Commodities
Oil prices rise after US interest rate cut

By Paul Carsten
(Reuters) – Oil prices rose on Thursday after a large interest rate cut from the U.S. Federal Reserve, but Brent was still hovering around its lowest levels of the year, below $75, on expectations of weaker global demand.
futures for November were up 66 cents, or 0.9%, to $74.31 a barrel at 1156 GMT, while WTI crude futures for October were up 58 cents, or 0.8%, to $71.49 a barrel. The benchmarks had earlier risen more than $1 each.
The U.S. central bank cut interest rates by half a percentage point on Wednesday.

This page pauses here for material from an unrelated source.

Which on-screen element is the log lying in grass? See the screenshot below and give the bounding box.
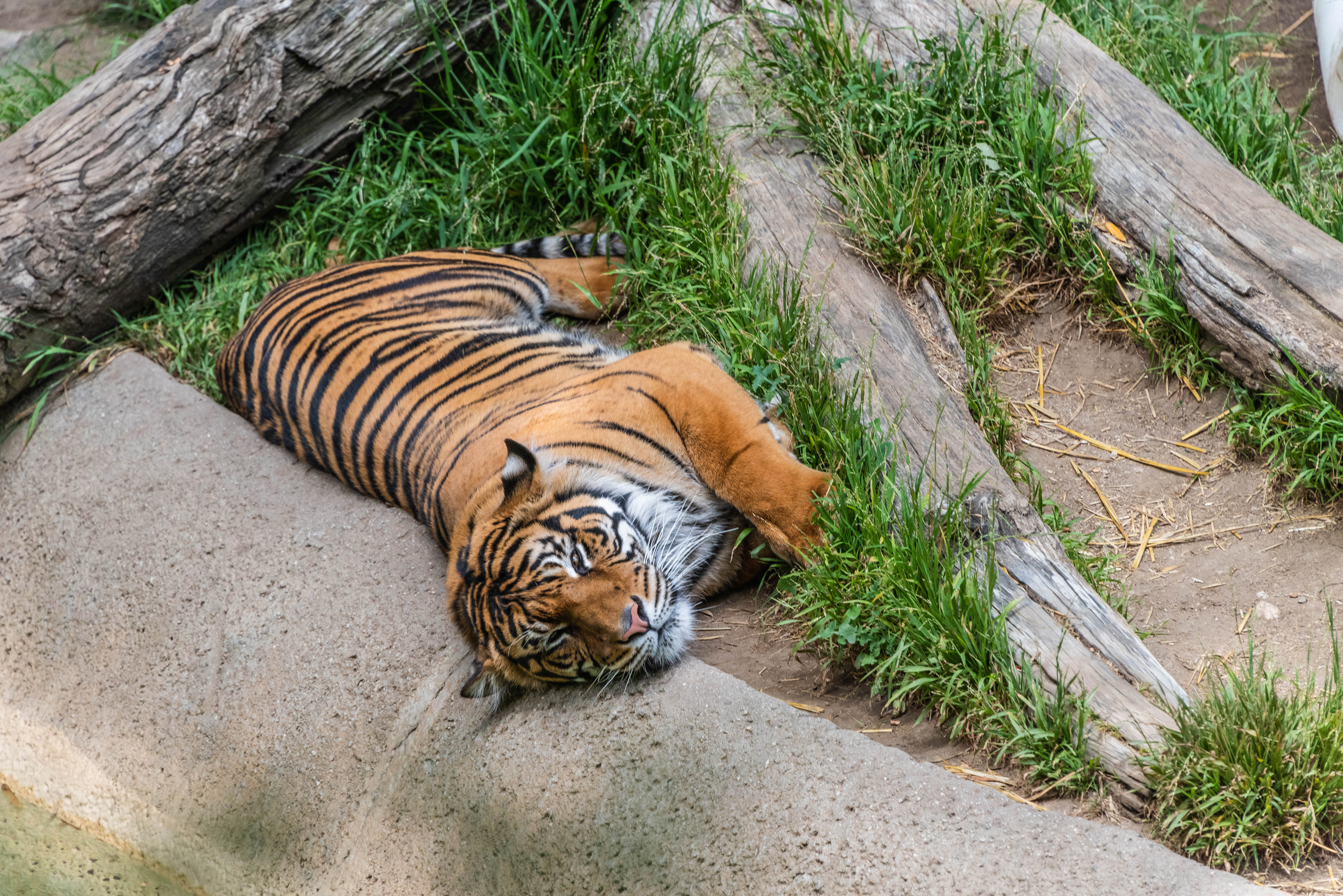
[0,0,497,404]
[851,0,1343,388]
[710,82,1185,789]
[642,0,1186,791]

Interest rate cuts typically boost economic activity and energy demand, but the market also saw it as a sign of a weaker U.S. labor market that could slow the economy.

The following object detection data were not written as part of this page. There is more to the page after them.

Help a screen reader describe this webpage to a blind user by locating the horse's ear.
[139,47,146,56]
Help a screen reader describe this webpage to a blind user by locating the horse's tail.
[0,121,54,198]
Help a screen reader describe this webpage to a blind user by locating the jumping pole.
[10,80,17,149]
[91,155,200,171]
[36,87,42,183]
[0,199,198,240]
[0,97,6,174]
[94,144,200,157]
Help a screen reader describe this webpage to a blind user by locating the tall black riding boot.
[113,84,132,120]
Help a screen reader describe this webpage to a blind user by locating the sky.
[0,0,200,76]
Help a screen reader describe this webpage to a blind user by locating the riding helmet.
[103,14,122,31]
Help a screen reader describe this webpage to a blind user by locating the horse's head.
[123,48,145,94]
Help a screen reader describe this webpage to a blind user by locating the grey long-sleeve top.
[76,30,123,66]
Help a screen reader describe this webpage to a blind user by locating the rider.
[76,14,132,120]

“While the 50 basis point cut hints at harsh economic headwinds ahead, bearish investors were left unsatisfied after the Fed raised the medium-term outlook for rates,” ANZ analysts said in a note.

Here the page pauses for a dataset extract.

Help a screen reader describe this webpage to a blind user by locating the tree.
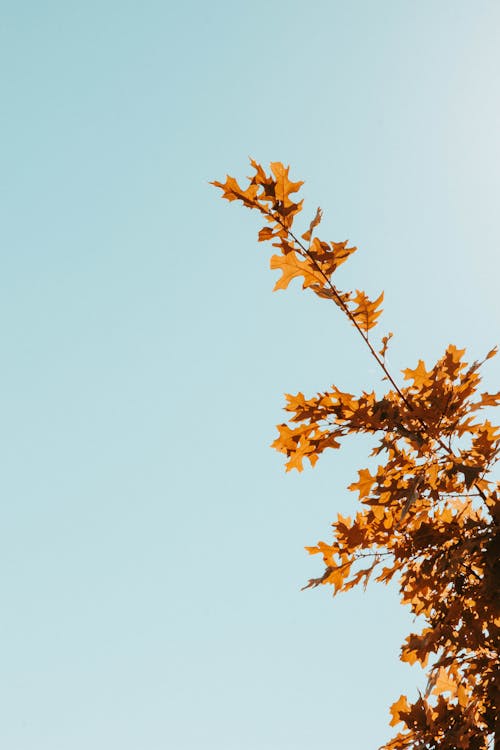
[212,159,500,750]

The Bank of England on Thursday held interest rates at 5.0%.
Weak demand from China’s slowing economy continued to weigh on oil prices.
Refinery output in China slowed for a fifth month in August, statistics bureau data showed over the weekend. China’s industrial output growth also slowed to a five-month low last month, and retail sales and new home prices weakened further.
Markets were also keeping an eye on events in the Middle East after walkie-talkies used by Lebanese armed group Hezbollah exploded on Wednesday following similar explosions of pagers the previous day.
Security sources said Israeli spy agency Mossad was responsible, but Israeli officials did not comment on the attacks.
Citi analysts say they expect a counter-seasonal oil market deficit of around 0.4 million barrels per day (bpd) to support Brent crude prices in the $70 to $75 a barrel range during the next quarter, but that would be temporary.
“As 2025 global oil balances deteriorate in most scenarios, we still anticipate renewed price weakness in 2025 with Brent on a path to $60/barrel,” Citi said in a note on Thursday.